Aumento degli investimenti
Le imprese investono quando l’economia gira, quando c’è domanda e fiducia. Non è il momento. Se avete qualche dubbio fatevi un giro nelle zone industriali delle vostre città e vedrete che lì regna la desolazione. Stesso ragionamento per quanto riguarda le assunzioni. Le imprese non producono perché hanno piacere di produrre. Producono perché qualcuno compra i loro beni. Quindi devono prima ripartire i consumi. Non possono essere loro a trainare la crescita. Niente da fare. Dagli investimenti delle imprese non può ripartire il PIL.
Domanda proveniente dall’estero
Speriamo nell’ultima possibilità. Un tempo l’Italia esportava abbigliamento. Oggi sono rimasti soltanto i nomi dei grandi stilisti, che marchiano Italia i loro prodotti, ma che in realtà producono all’estero. Quindi non conta, non è grazie all’abbigliamento che possiamo ripartire. Vent’anni fa l’Italia produceva macchinari industriali e teneva testa a tutti i grandi produttori mondiali. Oggi queste industrie sono state letteralmente distrutte dalla concorrenza tedesca e dall’euro. Non hanno retto la globalizzazione e non potevano nemmeno reggerla, lo sapevano anche i muri. Non è colpa loro. Praticamente, questo settore non esiste più.

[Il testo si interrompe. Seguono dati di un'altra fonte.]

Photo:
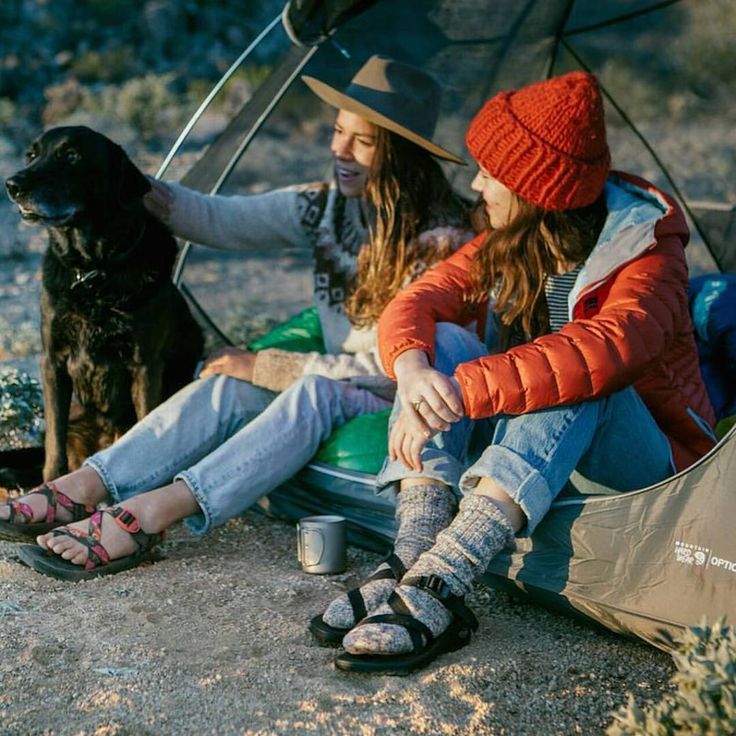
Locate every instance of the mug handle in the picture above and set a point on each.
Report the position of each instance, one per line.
(305, 546)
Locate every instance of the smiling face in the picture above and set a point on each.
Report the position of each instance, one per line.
(500, 204)
(353, 148)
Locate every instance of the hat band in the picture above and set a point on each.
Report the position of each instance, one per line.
(414, 115)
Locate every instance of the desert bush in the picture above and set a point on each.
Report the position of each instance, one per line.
(704, 697)
(707, 49)
(114, 65)
(21, 409)
(61, 100)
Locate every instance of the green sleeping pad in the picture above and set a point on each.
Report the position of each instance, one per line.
(361, 443)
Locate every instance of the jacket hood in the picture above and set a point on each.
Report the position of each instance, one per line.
(638, 213)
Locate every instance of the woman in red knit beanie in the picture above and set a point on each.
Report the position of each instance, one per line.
(596, 370)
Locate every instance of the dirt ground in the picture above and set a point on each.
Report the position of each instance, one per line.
(212, 639)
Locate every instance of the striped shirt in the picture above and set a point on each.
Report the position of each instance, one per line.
(557, 288)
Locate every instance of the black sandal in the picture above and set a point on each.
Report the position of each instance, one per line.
(18, 527)
(426, 646)
(98, 562)
(332, 636)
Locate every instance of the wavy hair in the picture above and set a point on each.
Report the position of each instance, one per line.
(515, 260)
(408, 193)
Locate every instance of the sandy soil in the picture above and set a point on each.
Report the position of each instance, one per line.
(212, 639)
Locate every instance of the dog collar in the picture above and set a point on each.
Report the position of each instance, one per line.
(82, 277)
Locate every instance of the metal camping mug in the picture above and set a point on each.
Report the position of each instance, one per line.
(321, 545)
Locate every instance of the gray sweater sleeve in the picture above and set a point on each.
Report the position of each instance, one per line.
(237, 222)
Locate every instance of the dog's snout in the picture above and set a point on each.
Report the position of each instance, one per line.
(14, 187)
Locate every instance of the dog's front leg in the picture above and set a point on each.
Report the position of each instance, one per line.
(57, 391)
(146, 389)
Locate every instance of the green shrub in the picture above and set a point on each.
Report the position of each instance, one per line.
(21, 409)
(704, 700)
(7, 111)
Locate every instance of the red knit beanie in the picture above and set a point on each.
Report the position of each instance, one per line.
(545, 142)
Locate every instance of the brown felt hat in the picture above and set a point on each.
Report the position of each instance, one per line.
(393, 95)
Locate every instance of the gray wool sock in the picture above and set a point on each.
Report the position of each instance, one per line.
(422, 511)
(461, 553)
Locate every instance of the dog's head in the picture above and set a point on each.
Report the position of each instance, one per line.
(74, 175)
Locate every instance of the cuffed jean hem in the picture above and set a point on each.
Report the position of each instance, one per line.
(437, 465)
(524, 484)
(105, 477)
(202, 522)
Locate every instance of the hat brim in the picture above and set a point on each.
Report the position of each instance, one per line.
(344, 102)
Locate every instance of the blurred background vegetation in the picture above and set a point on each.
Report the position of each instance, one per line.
(148, 64)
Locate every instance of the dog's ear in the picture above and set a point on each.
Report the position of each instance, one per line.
(131, 184)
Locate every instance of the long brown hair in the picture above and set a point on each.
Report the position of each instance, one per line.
(515, 260)
(409, 193)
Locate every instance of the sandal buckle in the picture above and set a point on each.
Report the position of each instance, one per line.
(432, 583)
(128, 521)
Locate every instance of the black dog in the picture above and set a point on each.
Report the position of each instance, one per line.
(117, 335)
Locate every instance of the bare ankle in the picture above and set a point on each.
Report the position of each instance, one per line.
(83, 486)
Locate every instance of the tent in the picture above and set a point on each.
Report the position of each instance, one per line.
(647, 563)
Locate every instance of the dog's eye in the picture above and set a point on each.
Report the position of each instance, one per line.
(68, 154)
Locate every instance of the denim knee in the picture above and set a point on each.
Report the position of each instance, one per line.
(455, 345)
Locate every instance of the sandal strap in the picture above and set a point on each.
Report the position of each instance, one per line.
(394, 571)
(440, 590)
(18, 510)
(97, 554)
(419, 633)
(54, 498)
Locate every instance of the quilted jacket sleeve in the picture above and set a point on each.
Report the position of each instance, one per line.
(438, 296)
(590, 357)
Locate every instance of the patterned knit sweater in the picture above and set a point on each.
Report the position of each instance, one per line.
(317, 217)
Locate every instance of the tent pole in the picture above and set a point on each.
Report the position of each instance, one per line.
(255, 127)
(213, 93)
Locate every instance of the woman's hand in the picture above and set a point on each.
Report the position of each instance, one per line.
(230, 362)
(430, 401)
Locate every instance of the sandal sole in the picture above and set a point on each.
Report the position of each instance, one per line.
(54, 566)
(24, 532)
(454, 638)
(326, 635)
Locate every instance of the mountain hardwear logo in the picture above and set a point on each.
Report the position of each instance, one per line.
(694, 554)
(691, 554)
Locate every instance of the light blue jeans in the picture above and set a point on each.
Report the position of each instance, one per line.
(229, 441)
(613, 441)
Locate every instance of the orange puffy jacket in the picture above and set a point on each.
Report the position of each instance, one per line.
(630, 325)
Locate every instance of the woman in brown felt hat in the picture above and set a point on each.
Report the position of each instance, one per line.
(252, 420)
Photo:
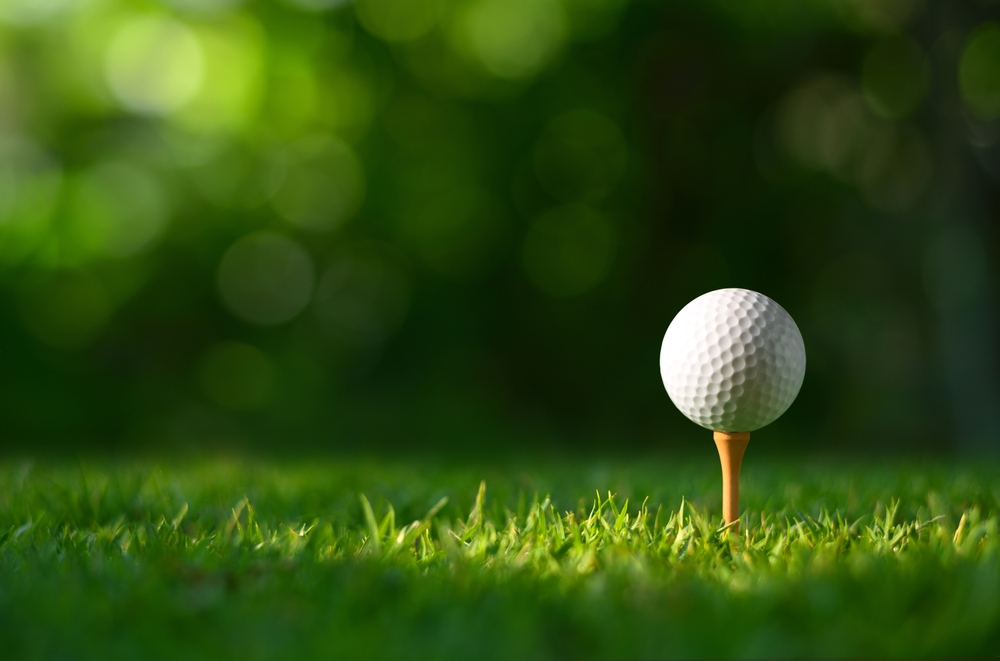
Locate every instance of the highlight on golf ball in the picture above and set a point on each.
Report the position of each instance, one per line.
(732, 360)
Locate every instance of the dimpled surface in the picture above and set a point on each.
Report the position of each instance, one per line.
(732, 360)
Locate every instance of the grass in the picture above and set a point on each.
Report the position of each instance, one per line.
(220, 559)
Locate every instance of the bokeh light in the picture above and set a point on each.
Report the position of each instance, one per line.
(513, 38)
(569, 250)
(409, 186)
(232, 80)
(115, 209)
(154, 64)
(26, 12)
(979, 71)
(266, 278)
(236, 375)
(397, 20)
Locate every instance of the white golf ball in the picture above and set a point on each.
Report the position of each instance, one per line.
(732, 360)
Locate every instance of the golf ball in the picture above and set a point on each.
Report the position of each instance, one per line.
(732, 360)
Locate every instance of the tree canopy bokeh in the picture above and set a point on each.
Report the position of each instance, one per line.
(435, 224)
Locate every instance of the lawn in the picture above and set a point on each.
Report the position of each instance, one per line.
(353, 558)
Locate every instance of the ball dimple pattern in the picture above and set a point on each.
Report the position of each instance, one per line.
(732, 360)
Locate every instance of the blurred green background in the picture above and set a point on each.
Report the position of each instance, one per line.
(464, 225)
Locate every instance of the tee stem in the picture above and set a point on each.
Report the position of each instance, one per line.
(731, 447)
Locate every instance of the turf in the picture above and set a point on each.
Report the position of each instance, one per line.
(220, 559)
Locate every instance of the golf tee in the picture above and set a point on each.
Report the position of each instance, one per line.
(731, 447)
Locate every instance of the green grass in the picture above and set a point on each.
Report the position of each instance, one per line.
(218, 559)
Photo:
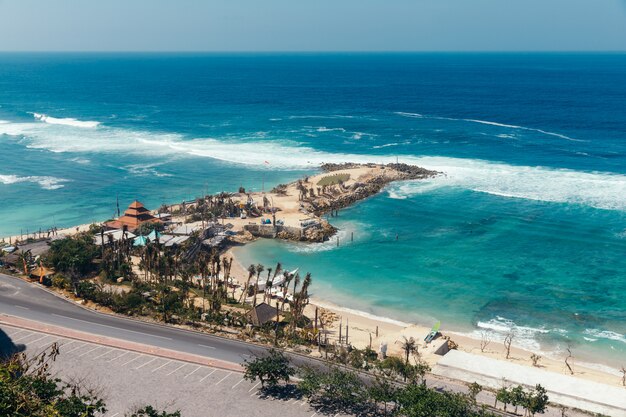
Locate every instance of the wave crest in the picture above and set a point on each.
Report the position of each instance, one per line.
(47, 183)
(68, 121)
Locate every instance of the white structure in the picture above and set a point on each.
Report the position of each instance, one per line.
(562, 389)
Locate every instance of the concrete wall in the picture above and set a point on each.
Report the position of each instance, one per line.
(562, 389)
(270, 231)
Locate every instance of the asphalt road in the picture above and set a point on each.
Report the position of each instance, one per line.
(127, 380)
(29, 301)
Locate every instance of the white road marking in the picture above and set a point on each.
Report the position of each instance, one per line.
(150, 361)
(133, 359)
(105, 353)
(16, 333)
(41, 338)
(176, 369)
(165, 364)
(111, 327)
(40, 345)
(189, 374)
(76, 348)
(67, 344)
(208, 347)
(23, 337)
(237, 383)
(227, 375)
(89, 351)
(208, 375)
(120, 356)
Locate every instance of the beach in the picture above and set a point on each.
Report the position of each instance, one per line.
(525, 228)
(362, 326)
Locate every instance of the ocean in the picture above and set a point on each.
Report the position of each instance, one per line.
(525, 228)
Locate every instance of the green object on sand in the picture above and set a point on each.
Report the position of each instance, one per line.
(433, 332)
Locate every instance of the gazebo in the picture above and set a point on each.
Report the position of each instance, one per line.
(134, 216)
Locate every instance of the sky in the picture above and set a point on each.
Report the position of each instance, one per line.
(312, 25)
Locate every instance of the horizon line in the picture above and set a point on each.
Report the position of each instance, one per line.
(347, 51)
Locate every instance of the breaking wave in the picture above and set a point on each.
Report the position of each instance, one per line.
(47, 183)
(595, 189)
(487, 122)
(596, 334)
(65, 121)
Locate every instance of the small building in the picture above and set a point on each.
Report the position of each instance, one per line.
(261, 314)
(112, 235)
(134, 216)
(40, 273)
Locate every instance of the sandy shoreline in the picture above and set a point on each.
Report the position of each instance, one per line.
(362, 325)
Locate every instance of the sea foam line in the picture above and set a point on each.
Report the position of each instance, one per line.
(490, 123)
(596, 189)
(47, 183)
(68, 121)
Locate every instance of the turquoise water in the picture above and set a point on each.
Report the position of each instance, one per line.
(474, 262)
(527, 227)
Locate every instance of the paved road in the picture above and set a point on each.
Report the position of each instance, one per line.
(21, 299)
(127, 380)
(30, 301)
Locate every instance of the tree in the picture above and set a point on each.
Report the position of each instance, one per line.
(382, 391)
(270, 369)
(259, 268)
(508, 340)
(537, 400)
(72, 255)
(504, 396)
(535, 358)
(409, 346)
(28, 390)
(474, 389)
(149, 411)
(251, 272)
(517, 397)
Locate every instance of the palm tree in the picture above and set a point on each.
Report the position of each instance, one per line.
(259, 268)
(251, 272)
(409, 346)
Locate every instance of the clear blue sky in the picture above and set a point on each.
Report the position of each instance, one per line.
(312, 25)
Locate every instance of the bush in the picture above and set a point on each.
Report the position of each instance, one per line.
(59, 281)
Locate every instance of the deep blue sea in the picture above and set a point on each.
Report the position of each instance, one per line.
(526, 228)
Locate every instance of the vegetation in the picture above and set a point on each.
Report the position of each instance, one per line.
(336, 389)
(27, 389)
(270, 369)
(73, 255)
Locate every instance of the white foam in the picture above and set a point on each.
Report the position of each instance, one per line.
(47, 183)
(342, 234)
(68, 121)
(606, 334)
(524, 337)
(595, 189)
(331, 306)
(143, 170)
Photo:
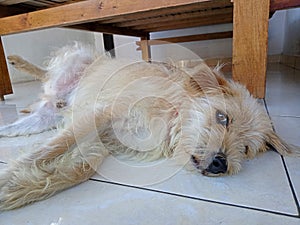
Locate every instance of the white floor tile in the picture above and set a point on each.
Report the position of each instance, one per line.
(261, 184)
(98, 203)
(286, 127)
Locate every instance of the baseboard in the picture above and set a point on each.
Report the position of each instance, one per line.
(287, 60)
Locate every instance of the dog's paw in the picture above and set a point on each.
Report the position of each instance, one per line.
(14, 60)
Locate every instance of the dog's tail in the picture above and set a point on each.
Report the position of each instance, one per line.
(27, 67)
(60, 164)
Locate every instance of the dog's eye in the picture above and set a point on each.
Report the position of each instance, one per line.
(222, 118)
(246, 149)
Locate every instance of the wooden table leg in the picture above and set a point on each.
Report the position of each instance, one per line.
(146, 51)
(250, 42)
(5, 84)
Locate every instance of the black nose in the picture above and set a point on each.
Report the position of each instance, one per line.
(218, 165)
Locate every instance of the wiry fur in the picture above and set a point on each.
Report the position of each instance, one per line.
(147, 110)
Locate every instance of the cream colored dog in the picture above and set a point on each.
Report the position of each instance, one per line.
(145, 110)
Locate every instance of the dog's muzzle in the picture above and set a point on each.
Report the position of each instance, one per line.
(217, 167)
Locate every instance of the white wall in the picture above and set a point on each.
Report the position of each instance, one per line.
(284, 37)
(36, 46)
(276, 33)
(292, 32)
(203, 49)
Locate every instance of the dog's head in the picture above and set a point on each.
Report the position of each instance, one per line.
(230, 125)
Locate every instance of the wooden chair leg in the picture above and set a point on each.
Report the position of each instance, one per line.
(5, 84)
(146, 51)
(250, 42)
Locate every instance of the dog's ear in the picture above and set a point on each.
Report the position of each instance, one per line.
(205, 80)
(281, 146)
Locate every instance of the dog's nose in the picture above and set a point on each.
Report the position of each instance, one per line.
(218, 165)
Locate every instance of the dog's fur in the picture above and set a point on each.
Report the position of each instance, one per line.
(148, 110)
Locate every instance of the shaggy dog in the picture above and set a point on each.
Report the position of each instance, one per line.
(147, 110)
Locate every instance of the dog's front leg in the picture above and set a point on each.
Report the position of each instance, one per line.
(67, 160)
(43, 119)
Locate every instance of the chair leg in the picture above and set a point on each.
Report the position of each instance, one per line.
(5, 84)
(250, 42)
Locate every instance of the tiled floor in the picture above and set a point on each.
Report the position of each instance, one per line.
(266, 191)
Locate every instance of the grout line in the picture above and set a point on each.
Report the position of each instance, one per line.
(291, 185)
(197, 198)
(286, 170)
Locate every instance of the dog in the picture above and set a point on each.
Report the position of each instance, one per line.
(145, 110)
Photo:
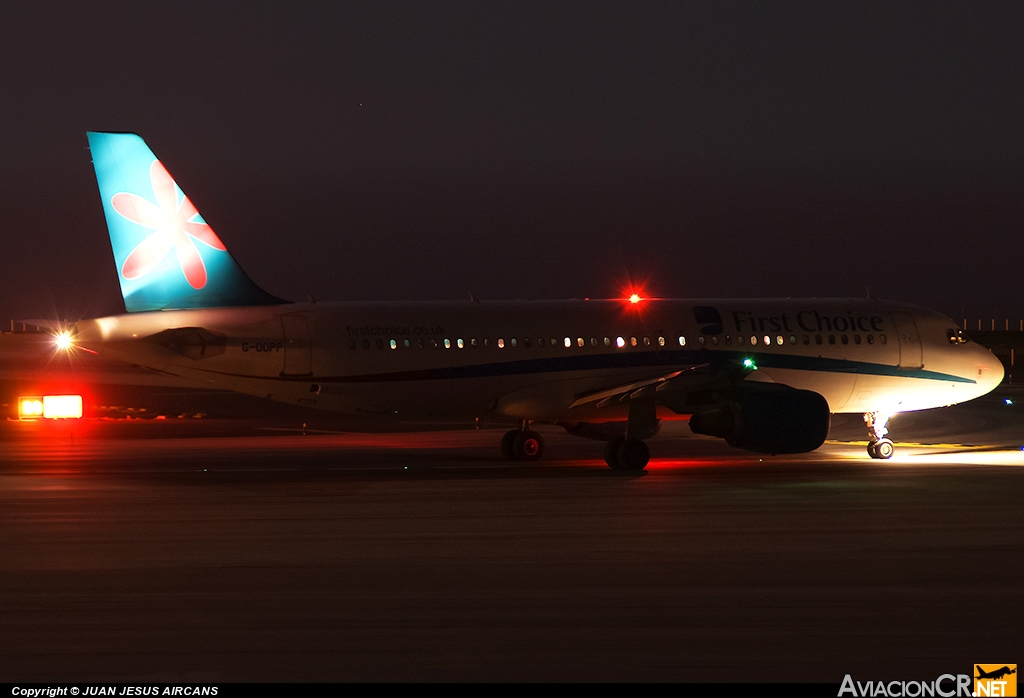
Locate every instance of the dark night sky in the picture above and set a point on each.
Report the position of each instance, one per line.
(420, 150)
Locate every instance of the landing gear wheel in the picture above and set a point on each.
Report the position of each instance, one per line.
(611, 452)
(633, 454)
(527, 445)
(508, 452)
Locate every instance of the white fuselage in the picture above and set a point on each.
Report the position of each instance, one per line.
(532, 359)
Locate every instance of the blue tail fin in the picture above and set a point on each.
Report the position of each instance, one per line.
(167, 256)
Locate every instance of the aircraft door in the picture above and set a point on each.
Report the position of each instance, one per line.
(297, 353)
(909, 341)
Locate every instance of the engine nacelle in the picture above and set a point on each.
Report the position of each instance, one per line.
(771, 421)
(606, 431)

In ogni caso, la via dell’esportazione sembra essere l’unica percorribile. Però l’Italia non si muove nel modo giusto. Basta ricordare che fino a non molti anni fa il governo dava contributi alle imprese che delocalizzavano la produzione, cioè dava soldi alle imprese italiane che portavano la produzione all’estero (e licenziavano gli italiani). Era gente lungimirante questa? Bisognerebbe investire sul turismo, promuovere le eccellenze italiane.
Ci sarebbero mille cose da fare (non soltanto vendere armi), ma purtroppo i nostri governanti non sono all’altezza. Oppure, e non è da escludere, sono servi di altri padroni e non è nell’interesse dell’Italia che stanno lavorando.
Conclusioni
Per tornare a crescere, in questa situazione economica, ci vorrebbe una classe dirigente che sia almeno all’altezza del Burundi, con rispetto parlando per i burundesi. Ma i nostri politici sono quelli che sono.
Ed anche gli italiani sono quelli che sono, visto che continuano a votare sempre gli stessi delinquenti, rinnovando ogni volta la fiducia in loro e scavando con entusiasmo la propria fossa, mentre invece dovrebbero rinchiuderli tutti a Rebibbia, con rispetto parlando per i rebibbiesi.